●安藤信正 あんどうのぶまさ
アジア 日本 AD1819 江戸時代
1819〜1871(文政2〜明治4) 幕末の政治家・磐城国(福島)平藩5万石の藩主。幼名は欽之進または欽之助。元服して信睦のち信正と改める。1847年(弘化4)父信由の跡を継ぎ対島守となる。寺社奉行、若年寄と進み1860年(万延1)正月老中となる。大老井伊直弼遭難後、尊王攘夷運動の激化するなかで、老中久世広周を助けて政局の中心に立つ。

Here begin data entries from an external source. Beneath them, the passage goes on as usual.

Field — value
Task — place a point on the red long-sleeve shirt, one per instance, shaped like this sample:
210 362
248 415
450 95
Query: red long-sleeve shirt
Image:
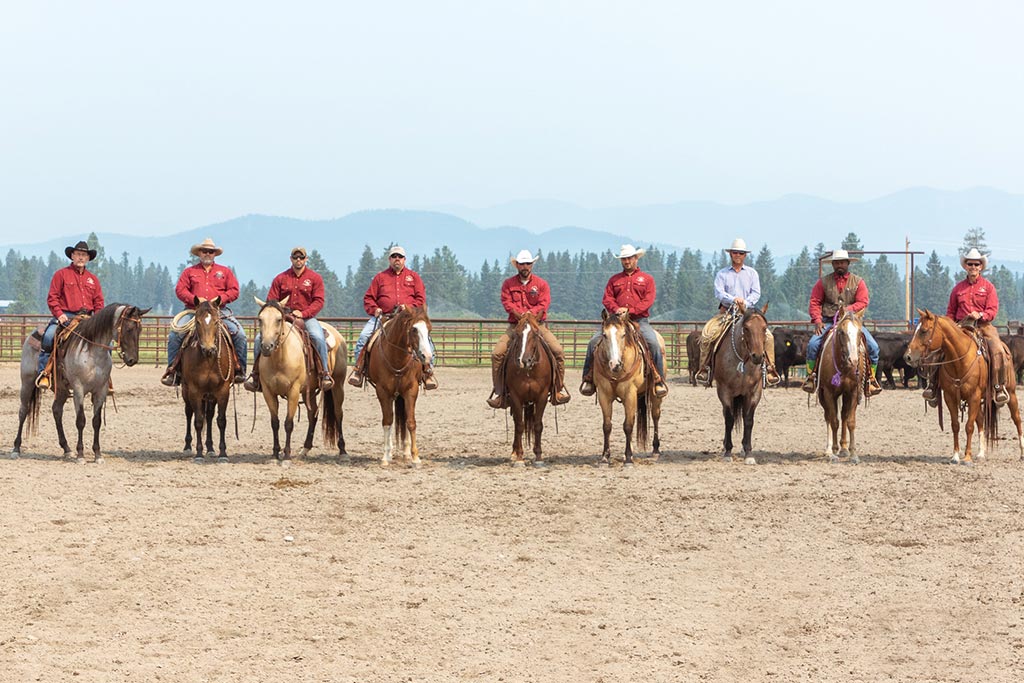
388 290
197 282
72 291
634 291
518 298
304 292
967 298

外交面ではプロシアとの条約締結、ヒュースケン暗殺事件、ロシア艦の対馬上陸事件、兵庫・新潟の開港開市延期交渉、樺太国境確定談判、小笠原島開拓、東禅寺焼打事件などの解決にあたった。内政面では幣制改革を行い金貨流出防止をはかり、とくに幕府と朝廷との公武合体に努力し、孝明天皇の皇妹和宮の家茂に降嫁を奏請し、婚儀の儀を成功させた。尊攘派はこれを激しく非難した。1862年(文久2)正月、坂下門外で水戸藩浪士に襲われて負傷し、老中を辞し、2万石を削られ隠居・永蟄居を命じられ、1871年(明治4)没。